A Liverpudlian In Manchester: Achievable Just A Little While Longer!

Antony HerbertAnalyst IIIMay 9, 2010

LONDON, ENGLAND - MAY 09:  Didier Drogba of Chelsea celebrates with team mates as he scores their fifth goal during the Barclays Premier League match between Chelsea and Wigan Athletic at Stamford Bridge on May 9, 2010 in London, England.  (Photo by Shaun Botterill/Getty Images)
Shaun Botterill/Getty Images

Being a Liverpool fan living in the middle of Manchester can sometimes be a little tricky. And that is something of an understatement.

In recent years it has been easy for Manchester United fans to pick at Liverpool’s lack of league triumph. Optimistically the Champions League triumph of 2005 was an optional come back which saved many a mauling at the hands of United fans who beamed of their teams more impeccable current credentials.

Yet this year it seemed like it was all falling apart. Manchester United looked on course for a third straight title, and a record nineteenth overall.

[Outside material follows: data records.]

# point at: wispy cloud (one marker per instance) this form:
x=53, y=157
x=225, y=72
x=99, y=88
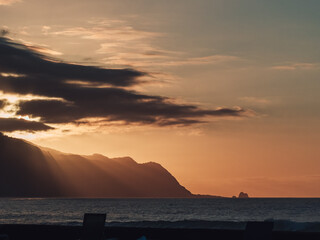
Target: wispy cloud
x=122, y=45
x=297, y=66
x=78, y=94
x=8, y=2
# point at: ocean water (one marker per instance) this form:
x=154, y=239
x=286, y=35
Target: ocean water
x=288, y=214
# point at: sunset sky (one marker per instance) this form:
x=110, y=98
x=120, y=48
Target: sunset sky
x=223, y=94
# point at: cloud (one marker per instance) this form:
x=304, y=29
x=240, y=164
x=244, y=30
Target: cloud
x=17, y=58
x=121, y=45
x=8, y=2
x=82, y=93
x=14, y=124
x=297, y=66
x=3, y=103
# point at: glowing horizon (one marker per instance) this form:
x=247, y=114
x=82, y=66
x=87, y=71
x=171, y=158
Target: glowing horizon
x=222, y=94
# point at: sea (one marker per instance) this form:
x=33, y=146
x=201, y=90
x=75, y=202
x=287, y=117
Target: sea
x=288, y=214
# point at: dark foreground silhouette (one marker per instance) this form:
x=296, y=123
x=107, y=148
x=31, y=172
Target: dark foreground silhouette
x=50, y=232
x=27, y=170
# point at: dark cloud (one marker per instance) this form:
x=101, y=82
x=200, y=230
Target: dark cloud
x=14, y=124
x=20, y=59
x=4, y=32
x=91, y=98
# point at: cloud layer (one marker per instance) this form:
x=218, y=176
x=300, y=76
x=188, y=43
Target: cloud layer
x=83, y=93
x=14, y=124
x=8, y=2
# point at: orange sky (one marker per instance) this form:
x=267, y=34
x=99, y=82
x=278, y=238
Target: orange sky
x=257, y=61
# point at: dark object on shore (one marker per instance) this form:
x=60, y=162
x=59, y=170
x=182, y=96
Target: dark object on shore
x=258, y=231
x=93, y=226
x=243, y=195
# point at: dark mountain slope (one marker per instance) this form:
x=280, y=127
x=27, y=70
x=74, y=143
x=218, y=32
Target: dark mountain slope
x=30, y=171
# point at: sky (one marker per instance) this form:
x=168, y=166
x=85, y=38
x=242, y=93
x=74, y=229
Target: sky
x=223, y=94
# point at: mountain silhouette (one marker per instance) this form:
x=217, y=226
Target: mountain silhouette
x=27, y=170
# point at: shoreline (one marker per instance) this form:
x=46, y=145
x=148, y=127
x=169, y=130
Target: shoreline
x=48, y=232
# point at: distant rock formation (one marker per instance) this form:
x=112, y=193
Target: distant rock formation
x=243, y=195
x=27, y=170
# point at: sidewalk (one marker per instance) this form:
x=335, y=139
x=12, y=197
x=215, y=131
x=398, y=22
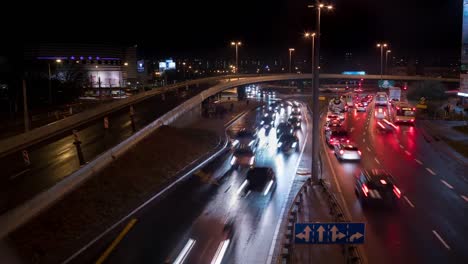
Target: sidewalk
x=218, y=124
x=155, y=163
x=443, y=137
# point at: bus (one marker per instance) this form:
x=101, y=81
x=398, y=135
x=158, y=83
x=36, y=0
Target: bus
x=348, y=98
x=402, y=112
x=381, y=99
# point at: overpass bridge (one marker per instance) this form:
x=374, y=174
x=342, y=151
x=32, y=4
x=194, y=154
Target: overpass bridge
x=11, y=219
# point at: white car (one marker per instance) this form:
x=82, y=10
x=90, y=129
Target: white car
x=347, y=151
x=360, y=107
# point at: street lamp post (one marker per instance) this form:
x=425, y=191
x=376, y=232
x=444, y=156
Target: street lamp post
x=381, y=46
x=236, y=44
x=50, y=80
x=315, y=99
x=312, y=35
x=290, y=54
x=386, y=61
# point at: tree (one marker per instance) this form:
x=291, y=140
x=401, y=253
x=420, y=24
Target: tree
x=431, y=90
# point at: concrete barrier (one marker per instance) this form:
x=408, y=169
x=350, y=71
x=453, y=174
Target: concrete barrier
x=16, y=217
x=21, y=141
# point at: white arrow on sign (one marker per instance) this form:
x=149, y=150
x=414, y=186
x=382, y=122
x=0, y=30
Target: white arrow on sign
x=320, y=230
x=305, y=234
x=336, y=234
x=357, y=235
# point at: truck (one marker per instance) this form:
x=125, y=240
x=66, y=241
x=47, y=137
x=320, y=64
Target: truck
x=336, y=105
x=394, y=94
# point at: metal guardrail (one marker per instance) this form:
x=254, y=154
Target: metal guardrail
x=351, y=253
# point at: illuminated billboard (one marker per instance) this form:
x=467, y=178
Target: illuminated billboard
x=167, y=65
x=464, y=51
x=464, y=56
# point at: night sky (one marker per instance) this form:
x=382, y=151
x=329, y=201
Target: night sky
x=267, y=28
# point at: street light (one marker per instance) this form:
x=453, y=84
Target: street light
x=236, y=44
x=290, y=54
x=381, y=46
x=50, y=80
x=312, y=36
x=315, y=101
x=386, y=61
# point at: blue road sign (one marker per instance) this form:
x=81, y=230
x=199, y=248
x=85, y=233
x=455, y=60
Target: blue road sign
x=329, y=233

Gone would be the days when any Liverpool supporter could remind United fans that they jointly held the record for most top flight titles.

Liverpool were out of the Champions League and out of the title fight.

Even more alarming was the idea that Manchester’s ‘B-team’, Man City looked likely to dethrone Liverpool’s position as one of the big four in England.

The blues looked able to take the fourth champions league spot and signal a new era where Liverpool were seemingly not guaranteed easy access to European football of the highest calibre.

However in the last eight days it has all come bouncing back in Liverpool's favour as their close rivals, both in geographical and historical terms, faltered at the final hurdle.

Liverpool’s inability to defeat Chelsea meant that Manchester United were left unable to take the title for themselves after they had dropped points in the weeks before.

Wigan were left as United’s only possible saviour and they performed even worse by conceding six more goals than Liverpool had let in the week before.

In the middle of all of this Manchester City lost agonisingly in the latter stages to Tottenham and so surrendered their top four aspirations.

They now find themselves looking at Europa League football once again instead of their dream position in European footballs’ elite.

And so despite the depressingly drawn out nightmare that has been the 2009/10 season for Liverpool, there is at least a silver lining to be drawn from it.

I talk to both United and City fans every day, who have now emerged back into their shells after the constant berating of Liverpool’s season that they pronounced opposed the alternatively promising prospects for their teams.

Now we can all live in misery together; all under the same skyline.

Until next year that is, if Liverpool slide further backwards, and if Manchester’s duo of starting elevens can drift further ahead.